Mit dem Neubau des Keck Medicine Center of USC (University of Southern California) in Pasadena, USA, ist eine Ambulanz der Superlative entstanden. Der rund 9.300 Quadratmeter große, vierstöckige Gebäudekomplex bündelt 15 klinische Fachdisziplinen. Angesichts der intensiven kalifornischen Sonne erforderten die raumhohen Fensterfronten ein präzise austariertes Zusammenspiel aus effektivem Sonnenschutz und hoher Tageslichtqualität, um Überhitzung im Inneren zu vermeiden. Ein entscheidender Kriterienpunkt der angestrebten LEED-Zertifizierung für nachhaltiges Bauen bewertet hierbei die optimierte Tageslichtnutzung und die Sichtverbindung nach außen: Gezielter Tageslichteinfall fördert nachweislich das menschliche Wohlbefinden, während Sichtbezug zur Außenwelt die Aufenthaltsqualität im Gebäude steigert. Einen wesentlichen Beitrag dazu leistet die Isolierglaslösung mit im Scheibenzwischenraum eingebetteten Holzlamellen.
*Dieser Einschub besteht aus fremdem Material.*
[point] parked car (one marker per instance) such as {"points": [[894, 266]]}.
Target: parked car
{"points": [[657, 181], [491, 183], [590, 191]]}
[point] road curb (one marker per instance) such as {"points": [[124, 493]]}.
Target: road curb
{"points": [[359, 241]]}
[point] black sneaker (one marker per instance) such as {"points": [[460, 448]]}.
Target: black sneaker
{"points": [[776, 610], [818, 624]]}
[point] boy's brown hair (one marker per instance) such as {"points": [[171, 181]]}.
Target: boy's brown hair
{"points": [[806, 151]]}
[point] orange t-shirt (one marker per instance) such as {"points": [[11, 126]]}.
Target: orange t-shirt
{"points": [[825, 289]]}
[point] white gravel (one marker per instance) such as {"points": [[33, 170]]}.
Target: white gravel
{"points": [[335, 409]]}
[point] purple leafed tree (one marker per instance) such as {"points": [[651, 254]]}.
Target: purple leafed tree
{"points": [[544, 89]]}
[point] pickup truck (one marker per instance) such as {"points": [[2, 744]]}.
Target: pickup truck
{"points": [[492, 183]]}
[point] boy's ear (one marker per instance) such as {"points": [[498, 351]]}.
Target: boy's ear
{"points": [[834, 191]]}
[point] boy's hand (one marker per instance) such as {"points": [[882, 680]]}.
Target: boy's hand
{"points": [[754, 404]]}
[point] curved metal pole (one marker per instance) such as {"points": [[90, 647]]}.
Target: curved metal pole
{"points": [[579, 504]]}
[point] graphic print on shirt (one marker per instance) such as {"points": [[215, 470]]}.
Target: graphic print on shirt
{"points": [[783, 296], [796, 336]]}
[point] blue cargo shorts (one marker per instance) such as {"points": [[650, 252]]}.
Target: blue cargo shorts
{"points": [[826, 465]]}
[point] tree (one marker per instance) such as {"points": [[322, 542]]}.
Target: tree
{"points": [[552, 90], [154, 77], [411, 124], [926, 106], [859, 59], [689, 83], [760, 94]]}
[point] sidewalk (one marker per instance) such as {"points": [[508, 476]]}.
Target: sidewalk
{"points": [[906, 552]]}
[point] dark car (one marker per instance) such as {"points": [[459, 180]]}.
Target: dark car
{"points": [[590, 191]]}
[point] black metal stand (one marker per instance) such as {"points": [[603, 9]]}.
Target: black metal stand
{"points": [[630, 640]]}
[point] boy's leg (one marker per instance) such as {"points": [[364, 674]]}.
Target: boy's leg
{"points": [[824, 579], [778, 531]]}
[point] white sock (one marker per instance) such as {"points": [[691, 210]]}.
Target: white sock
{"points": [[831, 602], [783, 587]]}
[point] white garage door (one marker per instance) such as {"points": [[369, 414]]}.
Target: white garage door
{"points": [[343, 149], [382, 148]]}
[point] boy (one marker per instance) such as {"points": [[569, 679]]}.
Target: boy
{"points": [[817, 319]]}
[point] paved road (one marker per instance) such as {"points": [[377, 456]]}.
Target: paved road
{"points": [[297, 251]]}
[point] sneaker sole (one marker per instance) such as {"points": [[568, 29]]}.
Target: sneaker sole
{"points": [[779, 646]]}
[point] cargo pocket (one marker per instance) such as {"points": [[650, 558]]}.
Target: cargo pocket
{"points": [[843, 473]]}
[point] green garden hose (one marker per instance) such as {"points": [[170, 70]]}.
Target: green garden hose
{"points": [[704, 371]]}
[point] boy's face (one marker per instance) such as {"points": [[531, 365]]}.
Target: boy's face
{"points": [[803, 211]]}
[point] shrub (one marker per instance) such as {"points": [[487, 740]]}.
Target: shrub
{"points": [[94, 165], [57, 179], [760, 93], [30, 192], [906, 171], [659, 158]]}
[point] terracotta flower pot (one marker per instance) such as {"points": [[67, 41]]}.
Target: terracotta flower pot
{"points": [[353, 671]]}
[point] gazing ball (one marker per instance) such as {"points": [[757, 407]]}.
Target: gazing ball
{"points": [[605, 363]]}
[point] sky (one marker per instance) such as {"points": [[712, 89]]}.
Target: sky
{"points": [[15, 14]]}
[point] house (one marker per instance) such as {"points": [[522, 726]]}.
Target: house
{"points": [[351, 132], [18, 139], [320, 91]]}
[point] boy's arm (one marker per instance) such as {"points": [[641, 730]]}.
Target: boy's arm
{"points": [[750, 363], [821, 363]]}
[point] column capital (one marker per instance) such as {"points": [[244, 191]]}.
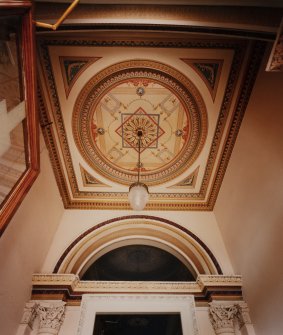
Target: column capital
{"points": [[51, 316], [29, 313], [222, 317]]}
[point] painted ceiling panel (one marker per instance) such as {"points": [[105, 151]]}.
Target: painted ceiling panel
{"points": [[188, 96]]}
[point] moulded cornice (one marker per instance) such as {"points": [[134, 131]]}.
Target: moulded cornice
{"points": [[206, 287]]}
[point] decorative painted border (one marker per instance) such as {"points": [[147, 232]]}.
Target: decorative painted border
{"points": [[162, 74], [185, 201]]}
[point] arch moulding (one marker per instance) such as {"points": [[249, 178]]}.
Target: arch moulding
{"points": [[138, 229]]}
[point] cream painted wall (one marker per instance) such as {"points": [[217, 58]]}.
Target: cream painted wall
{"points": [[24, 245], [249, 208], [75, 222]]}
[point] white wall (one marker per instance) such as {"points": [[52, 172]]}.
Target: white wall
{"points": [[75, 222], [24, 245], [249, 208]]}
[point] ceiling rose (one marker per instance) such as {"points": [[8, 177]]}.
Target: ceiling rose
{"points": [[139, 94]]}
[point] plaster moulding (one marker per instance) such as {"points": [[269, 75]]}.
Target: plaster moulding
{"points": [[71, 289]]}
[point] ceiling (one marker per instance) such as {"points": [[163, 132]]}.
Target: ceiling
{"points": [[187, 92]]}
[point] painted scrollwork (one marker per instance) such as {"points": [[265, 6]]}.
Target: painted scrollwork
{"points": [[51, 317], [222, 317]]}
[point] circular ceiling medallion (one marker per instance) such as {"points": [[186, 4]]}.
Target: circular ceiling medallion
{"points": [[139, 95]]}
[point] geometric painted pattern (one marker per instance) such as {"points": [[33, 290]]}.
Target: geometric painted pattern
{"points": [[107, 94], [140, 120], [188, 182], [88, 179]]}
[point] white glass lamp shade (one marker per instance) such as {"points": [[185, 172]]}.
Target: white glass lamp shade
{"points": [[138, 196]]}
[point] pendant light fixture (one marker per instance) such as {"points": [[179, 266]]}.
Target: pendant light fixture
{"points": [[138, 192]]}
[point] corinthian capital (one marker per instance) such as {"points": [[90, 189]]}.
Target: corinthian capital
{"points": [[222, 318], [51, 316], [29, 313]]}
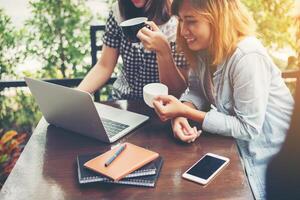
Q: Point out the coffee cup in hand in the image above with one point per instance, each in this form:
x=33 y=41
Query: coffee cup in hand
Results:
x=152 y=90
x=131 y=27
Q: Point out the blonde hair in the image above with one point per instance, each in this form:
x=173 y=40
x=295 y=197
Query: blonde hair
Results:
x=229 y=22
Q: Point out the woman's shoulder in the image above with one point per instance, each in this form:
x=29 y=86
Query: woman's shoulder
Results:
x=115 y=11
x=251 y=45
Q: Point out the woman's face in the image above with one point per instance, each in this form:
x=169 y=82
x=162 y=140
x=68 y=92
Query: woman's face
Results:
x=194 y=28
x=139 y=3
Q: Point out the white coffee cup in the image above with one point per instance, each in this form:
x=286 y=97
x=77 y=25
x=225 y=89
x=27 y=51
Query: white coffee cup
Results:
x=152 y=90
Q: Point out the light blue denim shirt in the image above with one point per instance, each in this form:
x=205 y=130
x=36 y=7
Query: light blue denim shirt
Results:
x=252 y=104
Präzise Abstimmung auf den Sonnenverlauf
Um den energetischen Anforderungen gerecht zu werden, gleichzeitig aber die angestrebte Balance aus maximaler Transparenz sowie effektivem Sonnenschutz zu erreichen, lieferte Okalux eine Fläche von insgesamt knapp 1.100 Quadratmetern „Okawood“ Isolierglas. Die präzise im Glas ausgerichteten Lamellen sorgen für einen richtungsselektiven Sonnen- und Blendschutz. Der Abstand des Holzrasters im Scheibenzwischenraum wurde dabei individuell auf das Projekt und den spezifischen Sonnenverlauf angepasst. Die erweiterten Lamellenabstände fangen die steil stehende, intensive Mittagssonne Südkaliforniens ab, und geben gleichzeitig den Panoramablick auf die angrenzenden San Gabriel Mountains frei.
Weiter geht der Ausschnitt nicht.